In my last article for HackRead, I mentioned the fact that some VPN services share and sell user data. In the original research referenced in my HackRead article, we discovered that a certain popular Android VPN required the following access:
A: Access to your device and app history
B: Access to read your phone status and identity
C: Access to read, modify and delete your phone media
D: Access to read your phone status and identity
E: Access to check your Google play license
F: Access to prevent your device from sleeping
Huge red flag! When a VPN requires access to read your phone status and identity, access to your app and device history, and access to your phone media, you know something is wrong — you’re in danger zone. Upon further investigation, we found that this Android VPN that wanted all of the above access is run by a Chinese big data company that specializes in gathering user data and selling it to the highest bidder.
3. The Company Behind the Service
One of the major factors to also pay attention to when deciding on a VPN service is the company behind the service? Is the VPN service run by a one-man operation with no track record or traceability, or is it run by a respected company with a track record for privacy advocacy? If your VPN service is a one-man operation, no matter the claims made by the VPN company… run! Since there isn’t much at stake for the operator of the VPN, the owner could bail at any time, or could even use your data for nefarious activities.
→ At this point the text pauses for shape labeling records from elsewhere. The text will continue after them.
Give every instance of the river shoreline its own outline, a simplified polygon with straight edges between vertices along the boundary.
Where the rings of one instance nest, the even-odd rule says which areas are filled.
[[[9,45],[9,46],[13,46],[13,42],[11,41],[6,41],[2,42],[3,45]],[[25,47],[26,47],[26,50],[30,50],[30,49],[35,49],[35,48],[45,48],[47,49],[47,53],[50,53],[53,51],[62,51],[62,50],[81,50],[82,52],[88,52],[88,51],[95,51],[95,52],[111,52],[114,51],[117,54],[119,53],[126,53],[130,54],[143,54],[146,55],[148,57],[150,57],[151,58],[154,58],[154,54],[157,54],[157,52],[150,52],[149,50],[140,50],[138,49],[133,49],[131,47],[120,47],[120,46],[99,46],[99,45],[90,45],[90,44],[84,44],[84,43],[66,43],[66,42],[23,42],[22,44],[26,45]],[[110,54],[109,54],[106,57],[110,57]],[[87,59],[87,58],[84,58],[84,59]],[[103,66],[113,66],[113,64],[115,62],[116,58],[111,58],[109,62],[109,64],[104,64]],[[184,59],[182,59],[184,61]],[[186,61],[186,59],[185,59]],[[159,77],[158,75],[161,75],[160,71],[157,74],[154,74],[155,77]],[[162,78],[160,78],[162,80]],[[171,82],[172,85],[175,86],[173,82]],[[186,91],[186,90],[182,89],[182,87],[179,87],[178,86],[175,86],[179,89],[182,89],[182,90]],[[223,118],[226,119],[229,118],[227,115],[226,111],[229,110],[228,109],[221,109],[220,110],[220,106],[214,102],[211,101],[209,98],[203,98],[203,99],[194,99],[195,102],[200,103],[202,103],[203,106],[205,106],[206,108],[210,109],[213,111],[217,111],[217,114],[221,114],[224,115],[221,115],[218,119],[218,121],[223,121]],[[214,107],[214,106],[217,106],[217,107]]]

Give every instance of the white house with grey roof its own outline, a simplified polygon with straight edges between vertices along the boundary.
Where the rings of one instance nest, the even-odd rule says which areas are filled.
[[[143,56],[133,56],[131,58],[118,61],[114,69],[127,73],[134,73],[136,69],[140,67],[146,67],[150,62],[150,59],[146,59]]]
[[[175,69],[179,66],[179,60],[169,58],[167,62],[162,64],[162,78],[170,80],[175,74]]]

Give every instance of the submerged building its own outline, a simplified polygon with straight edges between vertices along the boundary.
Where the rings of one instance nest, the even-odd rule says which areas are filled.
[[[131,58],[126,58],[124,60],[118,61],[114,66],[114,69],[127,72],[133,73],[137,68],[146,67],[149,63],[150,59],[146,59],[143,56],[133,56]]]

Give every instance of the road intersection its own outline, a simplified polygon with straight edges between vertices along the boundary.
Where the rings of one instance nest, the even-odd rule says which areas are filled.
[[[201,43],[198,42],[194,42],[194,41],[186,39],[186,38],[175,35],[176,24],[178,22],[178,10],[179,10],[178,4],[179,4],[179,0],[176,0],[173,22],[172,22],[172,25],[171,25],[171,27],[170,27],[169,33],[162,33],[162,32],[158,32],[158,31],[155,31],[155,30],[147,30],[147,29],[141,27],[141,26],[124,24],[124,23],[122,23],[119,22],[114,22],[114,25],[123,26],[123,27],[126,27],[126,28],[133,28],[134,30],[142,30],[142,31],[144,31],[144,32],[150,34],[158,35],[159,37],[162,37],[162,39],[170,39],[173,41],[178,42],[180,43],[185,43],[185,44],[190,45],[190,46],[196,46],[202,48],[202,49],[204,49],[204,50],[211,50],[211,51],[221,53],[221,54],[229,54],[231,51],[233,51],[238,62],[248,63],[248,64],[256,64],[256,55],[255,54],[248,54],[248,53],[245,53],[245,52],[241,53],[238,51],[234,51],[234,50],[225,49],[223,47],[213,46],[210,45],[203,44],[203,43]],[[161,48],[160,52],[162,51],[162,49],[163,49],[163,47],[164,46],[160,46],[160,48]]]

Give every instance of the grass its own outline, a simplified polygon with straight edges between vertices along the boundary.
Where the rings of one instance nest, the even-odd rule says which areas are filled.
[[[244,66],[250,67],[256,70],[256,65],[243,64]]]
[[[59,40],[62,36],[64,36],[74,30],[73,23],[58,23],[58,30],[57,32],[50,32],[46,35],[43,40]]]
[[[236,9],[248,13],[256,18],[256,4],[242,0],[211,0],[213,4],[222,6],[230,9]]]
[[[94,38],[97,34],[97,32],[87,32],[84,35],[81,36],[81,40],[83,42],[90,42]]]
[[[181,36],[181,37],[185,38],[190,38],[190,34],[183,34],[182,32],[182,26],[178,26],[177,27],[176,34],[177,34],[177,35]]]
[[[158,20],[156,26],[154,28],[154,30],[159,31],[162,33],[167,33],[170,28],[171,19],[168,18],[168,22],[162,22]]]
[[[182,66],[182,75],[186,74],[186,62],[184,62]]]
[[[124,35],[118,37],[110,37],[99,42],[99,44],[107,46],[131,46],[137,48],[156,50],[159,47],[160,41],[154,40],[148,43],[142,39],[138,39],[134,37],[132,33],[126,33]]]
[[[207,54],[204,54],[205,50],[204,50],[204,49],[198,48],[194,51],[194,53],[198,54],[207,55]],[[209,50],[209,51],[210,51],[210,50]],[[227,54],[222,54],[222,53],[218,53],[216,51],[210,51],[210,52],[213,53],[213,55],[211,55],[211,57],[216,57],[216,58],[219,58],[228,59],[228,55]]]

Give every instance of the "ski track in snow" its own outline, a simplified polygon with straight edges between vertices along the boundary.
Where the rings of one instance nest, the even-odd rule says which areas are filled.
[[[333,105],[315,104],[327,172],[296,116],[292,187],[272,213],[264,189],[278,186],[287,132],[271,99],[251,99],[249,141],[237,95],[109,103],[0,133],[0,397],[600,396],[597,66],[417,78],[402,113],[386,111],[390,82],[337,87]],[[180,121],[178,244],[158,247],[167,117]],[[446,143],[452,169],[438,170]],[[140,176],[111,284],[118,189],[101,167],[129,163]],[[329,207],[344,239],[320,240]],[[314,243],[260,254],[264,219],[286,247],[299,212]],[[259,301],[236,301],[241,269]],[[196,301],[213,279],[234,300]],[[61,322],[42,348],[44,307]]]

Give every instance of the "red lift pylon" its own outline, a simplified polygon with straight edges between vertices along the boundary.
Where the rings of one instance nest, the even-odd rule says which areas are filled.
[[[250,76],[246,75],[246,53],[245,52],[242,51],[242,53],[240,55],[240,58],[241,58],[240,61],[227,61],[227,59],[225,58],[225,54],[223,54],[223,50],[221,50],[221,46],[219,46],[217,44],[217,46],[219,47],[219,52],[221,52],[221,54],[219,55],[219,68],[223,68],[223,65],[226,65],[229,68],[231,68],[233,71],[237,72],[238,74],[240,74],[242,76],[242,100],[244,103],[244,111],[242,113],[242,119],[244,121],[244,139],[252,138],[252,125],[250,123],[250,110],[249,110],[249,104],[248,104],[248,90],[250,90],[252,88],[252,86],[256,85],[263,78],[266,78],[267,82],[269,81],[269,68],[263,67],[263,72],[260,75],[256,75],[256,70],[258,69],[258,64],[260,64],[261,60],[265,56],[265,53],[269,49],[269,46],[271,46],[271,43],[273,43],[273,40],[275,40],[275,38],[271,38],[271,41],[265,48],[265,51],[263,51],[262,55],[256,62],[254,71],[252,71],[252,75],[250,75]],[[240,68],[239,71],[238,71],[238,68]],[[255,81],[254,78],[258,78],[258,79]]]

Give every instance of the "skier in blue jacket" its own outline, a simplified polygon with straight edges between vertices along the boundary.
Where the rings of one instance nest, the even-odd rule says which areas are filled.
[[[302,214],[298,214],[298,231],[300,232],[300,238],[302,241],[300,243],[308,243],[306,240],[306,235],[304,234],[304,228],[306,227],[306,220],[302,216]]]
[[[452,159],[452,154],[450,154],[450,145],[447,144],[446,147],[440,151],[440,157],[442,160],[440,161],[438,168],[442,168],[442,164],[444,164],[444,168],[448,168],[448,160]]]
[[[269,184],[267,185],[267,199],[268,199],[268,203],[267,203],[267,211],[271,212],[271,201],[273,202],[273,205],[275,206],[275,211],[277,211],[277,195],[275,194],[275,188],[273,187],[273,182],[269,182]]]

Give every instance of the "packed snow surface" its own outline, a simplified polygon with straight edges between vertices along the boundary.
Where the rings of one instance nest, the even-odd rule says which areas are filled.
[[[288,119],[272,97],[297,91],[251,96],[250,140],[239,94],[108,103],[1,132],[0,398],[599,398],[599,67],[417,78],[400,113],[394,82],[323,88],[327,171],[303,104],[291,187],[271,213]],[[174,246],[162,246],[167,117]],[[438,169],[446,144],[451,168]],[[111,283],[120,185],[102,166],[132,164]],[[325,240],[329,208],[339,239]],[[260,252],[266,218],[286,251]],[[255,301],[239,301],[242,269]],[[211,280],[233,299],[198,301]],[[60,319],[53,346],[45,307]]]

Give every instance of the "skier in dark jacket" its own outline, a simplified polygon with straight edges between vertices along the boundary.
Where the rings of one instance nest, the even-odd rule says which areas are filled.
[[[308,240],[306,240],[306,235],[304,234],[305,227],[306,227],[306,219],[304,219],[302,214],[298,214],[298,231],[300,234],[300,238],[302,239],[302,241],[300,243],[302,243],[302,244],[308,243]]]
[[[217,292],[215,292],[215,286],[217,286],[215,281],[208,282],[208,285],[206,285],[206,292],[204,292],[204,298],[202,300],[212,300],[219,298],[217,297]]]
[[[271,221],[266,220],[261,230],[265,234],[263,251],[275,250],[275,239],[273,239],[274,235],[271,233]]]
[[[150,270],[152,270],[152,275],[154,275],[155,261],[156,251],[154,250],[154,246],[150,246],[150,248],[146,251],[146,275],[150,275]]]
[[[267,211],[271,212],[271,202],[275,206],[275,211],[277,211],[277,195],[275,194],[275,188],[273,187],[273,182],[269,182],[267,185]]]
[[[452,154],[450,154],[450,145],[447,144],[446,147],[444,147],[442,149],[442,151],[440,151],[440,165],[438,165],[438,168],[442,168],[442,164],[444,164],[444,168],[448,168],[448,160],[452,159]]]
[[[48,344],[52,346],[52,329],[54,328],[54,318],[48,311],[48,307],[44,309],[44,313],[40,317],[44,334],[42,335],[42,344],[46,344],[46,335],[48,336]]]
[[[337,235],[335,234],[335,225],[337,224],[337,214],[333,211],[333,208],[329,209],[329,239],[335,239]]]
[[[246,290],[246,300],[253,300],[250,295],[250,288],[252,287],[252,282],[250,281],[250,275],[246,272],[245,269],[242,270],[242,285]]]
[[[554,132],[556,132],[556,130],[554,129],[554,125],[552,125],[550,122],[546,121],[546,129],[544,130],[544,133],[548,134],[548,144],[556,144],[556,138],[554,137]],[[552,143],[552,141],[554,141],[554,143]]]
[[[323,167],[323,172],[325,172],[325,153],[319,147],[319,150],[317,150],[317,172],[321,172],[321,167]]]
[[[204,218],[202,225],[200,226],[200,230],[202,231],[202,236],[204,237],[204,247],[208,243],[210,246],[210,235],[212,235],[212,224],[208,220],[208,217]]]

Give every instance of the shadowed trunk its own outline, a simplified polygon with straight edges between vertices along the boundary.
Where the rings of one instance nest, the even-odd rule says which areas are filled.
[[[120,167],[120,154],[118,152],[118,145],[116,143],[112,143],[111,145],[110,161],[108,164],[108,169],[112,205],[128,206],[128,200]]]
4. The Cost of the VPN Service
There is no free VPN. At the very least, expect that if you are not paying in dollars (or whatever your currency is) then you are paying in data.
In the HackRead article I referenced earlier, I established very clearly how pretty much all free VPN services (yes, all the big names!) are basically a data farm. In essence, if you are not paying to use the service, you are giving the VPN service provider carte blanche access to use your data as they see fit.
See: Official mobile version of Tor Browser released for Android – Download now
There are VPN services that offer free trials (for a limited time), or much-depreciated services (like data caps — TunnelBear quickly comes to mind), in hopes of you having an experience of their service and going with a premium plan. This is basic marketing and you have reduced risk with these. However, if a VPN service is promising you unlimited data at no cost… RUN!
5. DNS Leaks
One area very few VPN users pay little attention to that can make a whole lot of difference is the area of DNS leaks. If you are using a VPN service that leaks your DNS information, consider yourself not using a VPN at all — because tracing you will be as easy as ABC.
Not surprisingly, just a little extra research will have revealed the fact that the VPN service that turned over Ryan Lin’s data to the government has very lax privacy measures in place. For years they have been leaking DNS data, yet users not sensitive to this fact keep using them.
A simple Google search will reveal hundreds of resources that will help you reliably conduct a DNS leak test of your VPN service. Before relying on a VPN service for important activities, be sure to conduct a DNS leak test first. If there is a DNS leak, run as far as you can.
When you use a VPN service, we believe you want ultimate anonymity. While it can be difficult determining which VPN is reliable based on face value, we believe that you can’t go wrong if you pay attention to the above five things.